In kunstvoll miteinander verwobenen Geschichten präsentiert Mathis die Porträts der Kinder und ihrer Enkelin Sala nicht chronologisch, sondern zu einem bestimmten Zeitpunkt ihres Lebens. Alle sind geprägt von ihrer Herkunft, von materieller Not und psychisch beschädigt durch Hatties Mangel an Liebe und Zärtlichkeit. Sie kämpft zwar wie eine Löwin für ihr Überleben, zeigt sich ihrer Familie jedoch ein Leben lang als harte und sehr zornige Frau. Ihre Söhne und Töchter repräsentieren, was es an Schicksalsschlägen und Fehlentwicklungen in einer Familie nur geben kann.

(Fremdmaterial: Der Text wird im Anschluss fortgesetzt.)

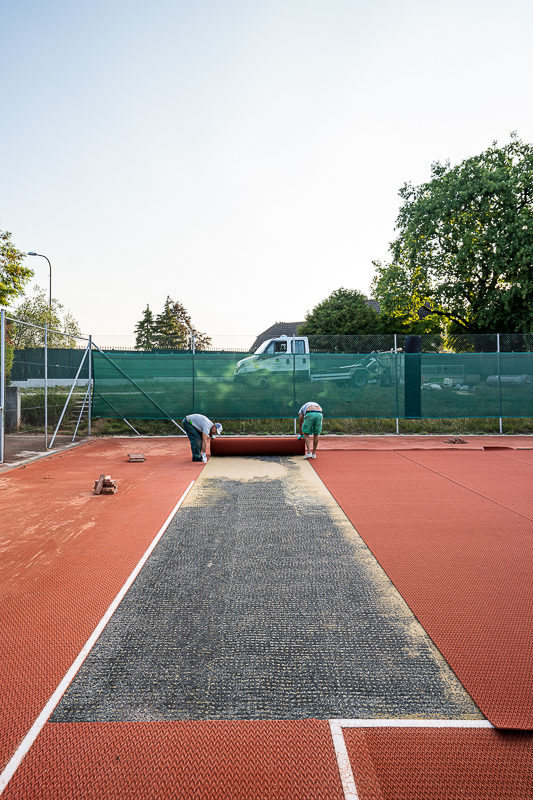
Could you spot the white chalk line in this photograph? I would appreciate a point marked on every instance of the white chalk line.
(45, 714)
(343, 761)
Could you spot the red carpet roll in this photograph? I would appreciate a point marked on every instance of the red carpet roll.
(257, 446)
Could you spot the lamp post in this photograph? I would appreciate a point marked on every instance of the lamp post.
(50, 295)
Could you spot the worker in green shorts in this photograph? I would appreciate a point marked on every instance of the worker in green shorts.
(200, 429)
(310, 422)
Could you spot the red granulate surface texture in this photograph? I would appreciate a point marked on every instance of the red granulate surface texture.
(454, 533)
(440, 763)
(64, 555)
(249, 760)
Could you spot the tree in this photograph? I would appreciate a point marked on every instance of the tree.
(344, 312)
(36, 310)
(464, 251)
(172, 329)
(145, 331)
(13, 274)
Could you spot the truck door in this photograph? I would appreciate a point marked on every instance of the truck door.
(301, 355)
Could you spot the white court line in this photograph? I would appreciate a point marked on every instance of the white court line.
(45, 714)
(413, 723)
(343, 761)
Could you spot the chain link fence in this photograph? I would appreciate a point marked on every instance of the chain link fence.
(45, 388)
(62, 386)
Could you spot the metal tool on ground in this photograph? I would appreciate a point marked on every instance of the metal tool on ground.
(257, 446)
(105, 485)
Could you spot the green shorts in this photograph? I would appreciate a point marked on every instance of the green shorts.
(312, 422)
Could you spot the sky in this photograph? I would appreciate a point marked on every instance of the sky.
(243, 158)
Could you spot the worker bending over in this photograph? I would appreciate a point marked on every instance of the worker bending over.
(310, 421)
(200, 430)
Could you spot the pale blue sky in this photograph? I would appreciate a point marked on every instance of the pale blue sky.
(243, 157)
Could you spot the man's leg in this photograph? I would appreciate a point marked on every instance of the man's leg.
(195, 438)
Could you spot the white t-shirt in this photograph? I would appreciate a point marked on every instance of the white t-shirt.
(201, 423)
(305, 406)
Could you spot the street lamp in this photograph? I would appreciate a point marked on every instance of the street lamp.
(39, 254)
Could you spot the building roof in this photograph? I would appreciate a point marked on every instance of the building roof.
(291, 328)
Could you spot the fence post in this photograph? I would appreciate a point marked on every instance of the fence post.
(90, 407)
(2, 381)
(294, 378)
(396, 381)
(193, 371)
(46, 386)
(499, 382)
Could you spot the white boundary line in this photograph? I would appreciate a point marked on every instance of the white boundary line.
(413, 723)
(45, 714)
(343, 761)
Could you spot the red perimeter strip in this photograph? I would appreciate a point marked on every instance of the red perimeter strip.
(252, 760)
(462, 563)
(257, 446)
(440, 764)
(65, 554)
(506, 481)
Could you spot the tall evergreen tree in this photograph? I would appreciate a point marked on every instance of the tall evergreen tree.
(170, 331)
(145, 331)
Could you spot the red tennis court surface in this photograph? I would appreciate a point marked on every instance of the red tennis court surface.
(453, 531)
(449, 526)
(440, 764)
(65, 554)
(249, 760)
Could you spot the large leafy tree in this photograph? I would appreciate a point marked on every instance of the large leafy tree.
(345, 312)
(36, 311)
(13, 274)
(464, 250)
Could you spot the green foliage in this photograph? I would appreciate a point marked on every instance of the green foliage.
(172, 329)
(13, 274)
(62, 327)
(344, 312)
(145, 331)
(464, 251)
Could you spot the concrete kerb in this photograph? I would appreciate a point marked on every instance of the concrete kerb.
(7, 465)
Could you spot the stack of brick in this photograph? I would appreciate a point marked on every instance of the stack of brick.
(105, 485)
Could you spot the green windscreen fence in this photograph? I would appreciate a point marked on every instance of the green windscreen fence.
(169, 385)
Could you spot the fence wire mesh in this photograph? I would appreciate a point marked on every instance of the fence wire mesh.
(463, 384)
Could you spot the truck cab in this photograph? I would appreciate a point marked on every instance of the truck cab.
(283, 354)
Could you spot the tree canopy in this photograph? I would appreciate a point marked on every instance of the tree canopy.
(172, 329)
(63, 328)
(13, 274)
(344, 312)
(464, 251)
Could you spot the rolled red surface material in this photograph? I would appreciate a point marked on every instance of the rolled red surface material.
(257, 446)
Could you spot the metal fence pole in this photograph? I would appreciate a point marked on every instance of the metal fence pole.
(90, 407)
(2, 382)
(294, 379)
(499, 382)
(46, 386)
(69, 396)
(396, 382)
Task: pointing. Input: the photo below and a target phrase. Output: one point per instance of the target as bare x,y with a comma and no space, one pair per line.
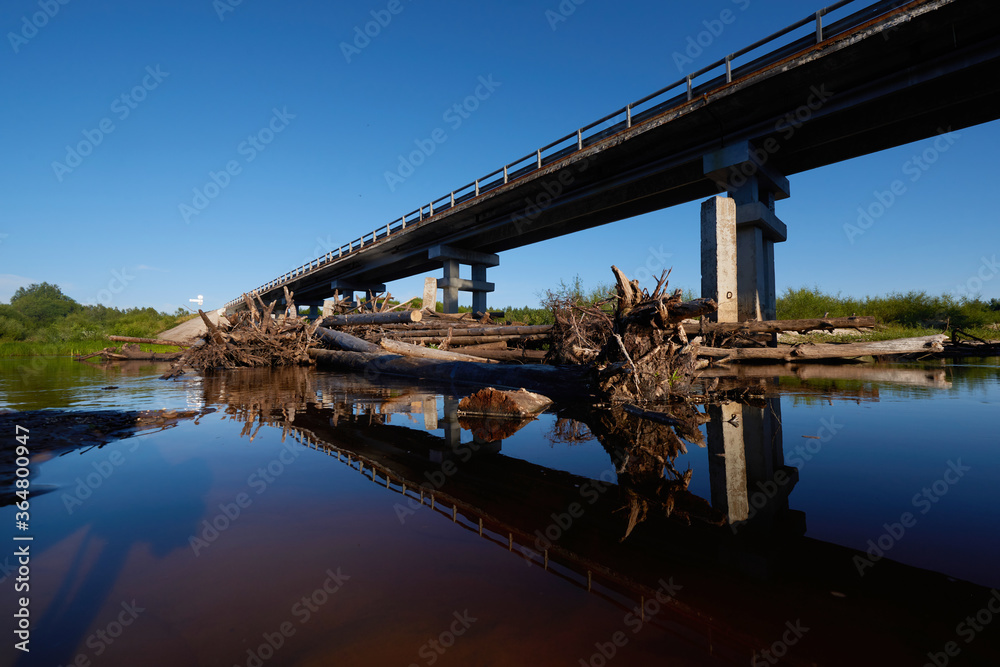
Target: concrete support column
478,295
755,275
727,468
754,187
451,284
718,257
450,289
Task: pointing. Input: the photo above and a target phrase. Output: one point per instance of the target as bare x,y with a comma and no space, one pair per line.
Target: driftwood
408,350
462,339
148,341
346,341
829,350
777,326
564,382
131,352
250,339
361,319
528,356
483,331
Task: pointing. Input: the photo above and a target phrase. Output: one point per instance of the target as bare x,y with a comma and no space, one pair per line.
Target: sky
154,151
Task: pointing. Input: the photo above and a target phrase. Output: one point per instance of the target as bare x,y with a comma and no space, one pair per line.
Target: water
260,518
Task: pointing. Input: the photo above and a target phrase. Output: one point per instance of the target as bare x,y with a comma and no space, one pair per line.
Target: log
500,345
148,341
555,382
492,402
214,330
829,350
530,356
408,350
360,319
500,330
346,341
777,326
459,340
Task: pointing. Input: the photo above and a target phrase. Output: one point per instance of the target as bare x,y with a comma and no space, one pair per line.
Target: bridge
884,75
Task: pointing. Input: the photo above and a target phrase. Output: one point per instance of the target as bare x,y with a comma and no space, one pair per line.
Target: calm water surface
278,518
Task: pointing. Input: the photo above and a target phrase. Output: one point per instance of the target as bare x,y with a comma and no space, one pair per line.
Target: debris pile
251,338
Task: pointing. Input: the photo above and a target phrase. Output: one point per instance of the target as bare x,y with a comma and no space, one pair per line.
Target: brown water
278,518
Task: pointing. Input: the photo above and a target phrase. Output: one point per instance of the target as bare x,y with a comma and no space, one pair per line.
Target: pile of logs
251,338
647,355
401,332
132,352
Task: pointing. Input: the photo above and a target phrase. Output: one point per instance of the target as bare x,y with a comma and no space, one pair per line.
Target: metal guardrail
637,112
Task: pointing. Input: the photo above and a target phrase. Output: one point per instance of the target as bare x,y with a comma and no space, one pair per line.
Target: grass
67,348
898,315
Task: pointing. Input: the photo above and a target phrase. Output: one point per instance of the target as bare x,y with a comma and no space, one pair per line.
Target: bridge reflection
741,555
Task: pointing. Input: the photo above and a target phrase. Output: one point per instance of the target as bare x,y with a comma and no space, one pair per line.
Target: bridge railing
724,71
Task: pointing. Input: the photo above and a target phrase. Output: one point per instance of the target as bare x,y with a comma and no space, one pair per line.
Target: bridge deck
882,77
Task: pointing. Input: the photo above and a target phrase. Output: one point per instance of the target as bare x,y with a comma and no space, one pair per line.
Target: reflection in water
619,534
740,552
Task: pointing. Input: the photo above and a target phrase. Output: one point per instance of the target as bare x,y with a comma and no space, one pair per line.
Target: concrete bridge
886,74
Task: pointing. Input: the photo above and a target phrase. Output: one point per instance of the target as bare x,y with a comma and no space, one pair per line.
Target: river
834,515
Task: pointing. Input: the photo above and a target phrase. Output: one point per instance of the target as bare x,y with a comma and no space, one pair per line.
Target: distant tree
43,303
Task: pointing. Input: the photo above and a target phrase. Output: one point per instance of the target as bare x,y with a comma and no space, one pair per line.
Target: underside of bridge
911,72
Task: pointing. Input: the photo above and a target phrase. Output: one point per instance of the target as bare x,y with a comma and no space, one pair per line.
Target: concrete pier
742,171
452,283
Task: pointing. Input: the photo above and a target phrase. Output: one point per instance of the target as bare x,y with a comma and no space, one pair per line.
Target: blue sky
121,225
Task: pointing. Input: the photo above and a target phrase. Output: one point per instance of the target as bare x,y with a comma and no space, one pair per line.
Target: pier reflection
624,532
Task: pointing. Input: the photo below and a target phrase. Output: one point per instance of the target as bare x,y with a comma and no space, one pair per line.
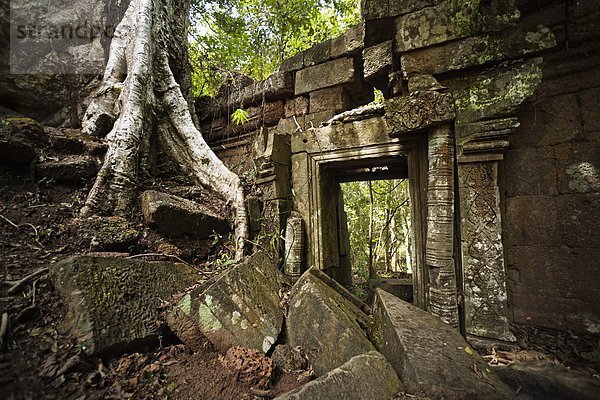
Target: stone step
175,216
431,358
68,169
113,303
324,324
366,376
241,308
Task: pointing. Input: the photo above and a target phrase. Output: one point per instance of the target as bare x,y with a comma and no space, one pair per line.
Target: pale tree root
150,100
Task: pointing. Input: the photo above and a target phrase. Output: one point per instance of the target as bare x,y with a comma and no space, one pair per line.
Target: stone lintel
418,111
331,73
450,20
476,50
486,138
339,136
278,86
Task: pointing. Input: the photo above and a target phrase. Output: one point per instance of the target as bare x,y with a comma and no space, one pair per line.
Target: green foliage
231,38
391,225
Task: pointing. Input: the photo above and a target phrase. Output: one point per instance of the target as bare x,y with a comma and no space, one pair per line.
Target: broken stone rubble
113,303
241,308
175,216
430,357
365,376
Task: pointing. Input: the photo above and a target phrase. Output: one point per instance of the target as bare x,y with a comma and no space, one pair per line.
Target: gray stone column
440,226
486,306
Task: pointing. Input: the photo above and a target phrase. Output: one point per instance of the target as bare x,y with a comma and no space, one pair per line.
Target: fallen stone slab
366,376
175,216
545,380
113,303
324,324
430,357
241,308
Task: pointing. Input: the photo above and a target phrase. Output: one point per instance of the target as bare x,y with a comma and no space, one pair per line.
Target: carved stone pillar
294,263
486,307
440,226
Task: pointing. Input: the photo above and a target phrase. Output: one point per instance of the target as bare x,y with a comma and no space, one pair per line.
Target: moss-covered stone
241,308
453,19
431,358
113,303
495,93
108,233
477,50
20,139
324,323
366,376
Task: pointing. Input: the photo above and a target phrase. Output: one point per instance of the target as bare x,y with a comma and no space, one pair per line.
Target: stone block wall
523,76
552,178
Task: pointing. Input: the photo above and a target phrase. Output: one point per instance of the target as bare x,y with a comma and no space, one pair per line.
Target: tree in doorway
144,100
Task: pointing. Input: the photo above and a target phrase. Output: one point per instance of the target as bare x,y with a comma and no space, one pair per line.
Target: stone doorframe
472,128
417,126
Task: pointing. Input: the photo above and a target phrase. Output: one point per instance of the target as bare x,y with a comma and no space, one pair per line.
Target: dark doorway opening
375,216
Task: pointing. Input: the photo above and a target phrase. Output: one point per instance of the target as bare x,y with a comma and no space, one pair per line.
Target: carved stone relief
482,252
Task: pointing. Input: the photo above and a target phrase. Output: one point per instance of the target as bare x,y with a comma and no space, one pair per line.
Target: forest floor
40,361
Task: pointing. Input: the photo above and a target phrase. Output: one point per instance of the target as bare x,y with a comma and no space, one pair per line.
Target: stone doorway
316,178
375,216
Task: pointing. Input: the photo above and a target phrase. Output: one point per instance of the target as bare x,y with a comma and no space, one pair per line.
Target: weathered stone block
495,93
330,99
296,106
419,110
375,9
475,51
349,43
113,303
407,6
342,136
366,376
108,233
407,335
317,54
579,219
241,308
176,216
450,20
377,60
530,172
69,169
293,63
550,121
532,220
578,166
277,86
331,73
322,322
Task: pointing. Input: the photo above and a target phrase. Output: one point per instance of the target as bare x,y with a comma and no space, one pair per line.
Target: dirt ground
38,359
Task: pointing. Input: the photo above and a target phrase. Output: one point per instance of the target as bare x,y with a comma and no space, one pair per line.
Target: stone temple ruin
490,111
487,115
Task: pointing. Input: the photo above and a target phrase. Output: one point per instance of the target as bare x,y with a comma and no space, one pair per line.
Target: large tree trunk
142,100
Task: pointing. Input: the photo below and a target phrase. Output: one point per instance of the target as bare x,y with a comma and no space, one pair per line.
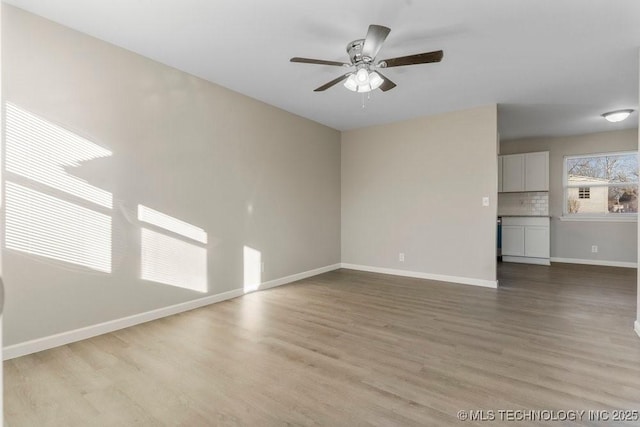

Hattie gibt nie auf, verzweifelt nicht und findet zuletzt - zwar nicht vorbehaltlos und uneingeschränkt wie August - den Weg zurück zur Kirche.

In diesem Roman spielt der zeitgeschichtliche Hintergrund eine wichtige Rolle, vor allem die Great Migration, eine Migrationsbewegung in zwei Etappen, durch die mehr als 6 Millionen Farbige aus den ländlichen Gebieten der Südstaaten in den Norden, Nordosten und Westen der USA zogen, um dort Arbeit zu finden und den fast 100 Jahre (1876-1964) geltenden Gesetzen der Rassentrennung und -diskriminierung (Jim Crow Laws) zu entkommen. Sie überquerten dabei die Mason-Dixon-Linie, eine im Roman mehrfach erwähnte imaginäre, in Ost-West-Richtung verlaufende Grenze zwischen den rassistischen Südstaaten und dem gelobten Land im Norden. Mathis´ Roman ist dabei insofern nicht repräsentativ, als es den meisten Migranten im Gegensatz zu Hattie Sheperd und ihrer Familie im Norden tatsächlich besser ging. In vielen Details legt die Autorin jedoch Wert auf historische Genauigkeit, zum Beispiel wenn sie im Fall von Hatties Vater zeigt, dass viele rassistische Verbrechen von Weißen an Schwarzen in Wirklichkeit einen wirtschaftlichen Hintergrund hatten: die Mörder eignen sich die Schmiede des Vaters an.

Mir hat der Roman sehr gut gefallen, vor allem Hattie als zentrale archetypische Mutterfigur. Ich fühlte mich oft an Mathis` berühmtes Vorbild Toni Morrison erinnert, aber auch an Alice Walker und Zora Neale Hurston mit  “Their Eyes Were Watching God”, dem Klassiker aus dem Jahr 1937. Ein sehr empfehlenswertes Buch.